Experts

Researchers Find 'Geologic Clock' That Solves Mystery Of The Moon's Age

By Kamal Nayan | Update Date: Apr 03, 2014 12:09 PM EDT

A team of researchers have determined that the Moon formed around 100 million years after the inception of the solar system. The approximation is based on the measurements from the interior of Earth combined with computer simulations of the protoplanetary disk from which Earth and other planets came into existence. 

Researchers also analyzed the growth history of Earth-like planets from 259 simulations and observed a relationship between the time Earth was impacted by an object as big as Mars to create the Moon and the amount of material added to Earth post impact. 
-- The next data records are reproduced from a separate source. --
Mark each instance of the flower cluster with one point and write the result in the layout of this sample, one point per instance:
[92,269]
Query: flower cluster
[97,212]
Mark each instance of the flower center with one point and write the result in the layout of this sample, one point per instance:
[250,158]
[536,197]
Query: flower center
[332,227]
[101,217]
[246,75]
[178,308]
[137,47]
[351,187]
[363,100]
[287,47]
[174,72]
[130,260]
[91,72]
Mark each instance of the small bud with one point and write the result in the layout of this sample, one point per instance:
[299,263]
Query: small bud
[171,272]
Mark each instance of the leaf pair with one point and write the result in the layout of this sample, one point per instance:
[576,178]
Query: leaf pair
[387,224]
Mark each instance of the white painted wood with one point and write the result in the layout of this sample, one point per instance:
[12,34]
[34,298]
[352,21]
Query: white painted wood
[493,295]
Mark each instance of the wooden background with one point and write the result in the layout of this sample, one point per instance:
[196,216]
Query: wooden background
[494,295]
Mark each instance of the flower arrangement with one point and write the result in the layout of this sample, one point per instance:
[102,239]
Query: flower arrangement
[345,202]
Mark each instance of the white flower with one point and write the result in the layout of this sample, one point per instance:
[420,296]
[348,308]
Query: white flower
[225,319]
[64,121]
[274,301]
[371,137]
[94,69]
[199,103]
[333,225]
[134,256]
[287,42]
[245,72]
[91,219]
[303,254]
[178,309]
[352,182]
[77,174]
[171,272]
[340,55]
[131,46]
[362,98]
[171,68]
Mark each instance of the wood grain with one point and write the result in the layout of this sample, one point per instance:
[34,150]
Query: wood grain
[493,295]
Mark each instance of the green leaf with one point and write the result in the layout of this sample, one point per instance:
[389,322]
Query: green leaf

The relationship worked much like a clock to date the Moon-forming event. Researchers added that it was the first "geologic clock" in early solar system history that did not rely on measurement and interpretations of the radioactive decay of atomic nuclei for determining age. 

"We were excited to find a 'clock' for the formation time of the Moon that didn't rely on radiometric dating methods. This correlation just jumped out of the simulations and held in each set of old simulations we looked at," says lead author Seth Jacobson of the Observatory de la Cote d'Azur in Nice, France, in the press release.

After the geochemical measurements, the newly established clock suggested that the Moon formed 95~32 million years after the beginning of the solar system. 

"This result is exciting because in the same simulations that can successfully form Mars in only 2 to 5 million years, we can also form the Moon at 100 million years. These vastly different timescales have been very hard to capture in simulations," said author Dr. Kevin Walsh from the Southwest Research Institute (SwRI) Space Science and Engineering Division in the press release.

The findings of the study has been published in the journal Nature.